Dr. Mayhill C. Fowler is a historian and associate professor in the Department of History at Stetson University where she also directs the Program in Russian, East European, and Eurasian Studies. She holds a Ph.D. from Princeton University (2011) and was a postdoctoral fellow at the Harvard Ukrainian Research Institute (2012) and the University of Toronto (2012-2013). She was a Fulbright Scholar in Ukraine from 2019 to 2020 and is an affiliated researcher with the Center for Urban History in Lviv. Her first book, Beau Monde on Empire’s Edge: State and Stage in Soviet Ukraine (Toronto, 2017) tells the story of the making of Soviet and Ukrainian theater through a collective biography of young artists and officials in the 1920s and 1930s. Her current book project Comrade Actress: Soviet Ukrainian Women on the Stage and Behind the Scenes, re-thinks theater in Ukraine in the 20th century through a focus on its women. She was a faculty member with the International Summer School of the Social Sciences from 2013 to 2019, held in many cities throughout Ukraine, has taught in summer schools of Jewish history and culture in Lviv and Kharkiv, and is a member of the organizing committee of the Danyliw Seminar in Ukrainian Studies. She is also a member of the Shevchenko Scientific Society in New York.

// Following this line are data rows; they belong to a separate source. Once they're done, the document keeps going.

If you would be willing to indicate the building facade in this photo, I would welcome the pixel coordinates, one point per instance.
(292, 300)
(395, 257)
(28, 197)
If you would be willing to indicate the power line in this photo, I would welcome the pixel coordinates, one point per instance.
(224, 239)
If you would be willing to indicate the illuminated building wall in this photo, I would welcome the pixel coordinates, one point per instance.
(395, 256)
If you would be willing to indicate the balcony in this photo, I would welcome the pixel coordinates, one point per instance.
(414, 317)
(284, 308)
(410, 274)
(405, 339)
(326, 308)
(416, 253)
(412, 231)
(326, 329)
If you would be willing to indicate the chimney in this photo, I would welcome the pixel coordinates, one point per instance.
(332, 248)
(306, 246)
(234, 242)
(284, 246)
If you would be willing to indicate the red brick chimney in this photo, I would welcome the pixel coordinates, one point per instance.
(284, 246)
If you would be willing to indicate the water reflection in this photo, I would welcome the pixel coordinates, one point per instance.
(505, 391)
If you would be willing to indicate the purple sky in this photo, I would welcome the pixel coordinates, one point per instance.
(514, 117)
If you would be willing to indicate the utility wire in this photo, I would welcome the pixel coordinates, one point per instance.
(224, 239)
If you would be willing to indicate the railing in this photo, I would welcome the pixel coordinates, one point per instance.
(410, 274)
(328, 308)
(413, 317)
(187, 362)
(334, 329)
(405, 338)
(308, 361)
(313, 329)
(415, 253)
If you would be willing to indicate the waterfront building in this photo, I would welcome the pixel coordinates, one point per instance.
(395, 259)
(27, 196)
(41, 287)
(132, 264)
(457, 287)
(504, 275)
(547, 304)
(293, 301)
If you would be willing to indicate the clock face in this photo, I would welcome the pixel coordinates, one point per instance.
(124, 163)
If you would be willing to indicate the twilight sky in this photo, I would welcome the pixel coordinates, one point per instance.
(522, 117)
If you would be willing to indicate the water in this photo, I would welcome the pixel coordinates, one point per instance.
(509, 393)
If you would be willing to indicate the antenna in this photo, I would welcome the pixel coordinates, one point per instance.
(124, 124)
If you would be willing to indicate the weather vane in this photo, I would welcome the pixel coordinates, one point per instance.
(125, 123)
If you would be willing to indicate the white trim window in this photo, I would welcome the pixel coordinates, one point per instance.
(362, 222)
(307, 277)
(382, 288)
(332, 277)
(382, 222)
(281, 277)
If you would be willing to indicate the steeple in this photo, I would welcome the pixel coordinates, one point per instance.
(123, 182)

Dr. Marta Havryshko is an Associate Researcher at the Department of Contemporary History at the I. Krypiakevych Institute of Ukrainian Studies of Ukrainian National Academy of Sciences. She is a Babyn Yar Interdisciplinary Studies Institute director of the Babyn Yar Holocaust Memorial Center. She was recently evacuated from Ukraine with her nine year-old-son to Hamburg, where she received an emergency fellowship at the Hamburg Institute for Social Research and is now a visiting professor at Basel University. Her research interests focus on gender, sexuality, and violence during World War II and the Holocaust, feminism, nationalism, and militarism. Dr. Havryshko has published extensively about women in the Ukrainian nationalist underground movement and during the Holocaust. Currently, she is developing her book project on sexual violence during the Holocaust in Ukraine.

 

Dr. Vladyslava Moskalets was a Fellow at the Hebrew University of Jerusalem as a grantee of the Ludmer Program by the Jewish Galicia and Bukovina Organization in 2011-2012. In 2013-2017 studied at the joint doctoral program of UCU and the Institute of Jewish Studies of the Jagiellonian University (Krakow), working on the dissertation Jewish industrial elites in Drohobych and Borislav, 1860-1900. Vladyslava received a Ph.D. in history in 2017 in Krakow. Vladyslava was an external collegiate at the Doktoratskolleg Galizien program (University of Vienna) in 2013 to 2016. Since 2016, she has been teaching courses related to Ukrainian and Jewish history of the 19th century, consumption history, and Hebrew. At the Center for Urban History, Vladyslava is conducting a research project on the urban elites of Lviv in the second half of the 19th and the beginning of the 20th centuries. The study identifies urban elites by their economic status and standing in society and traces the links between them and specifics of social mobility.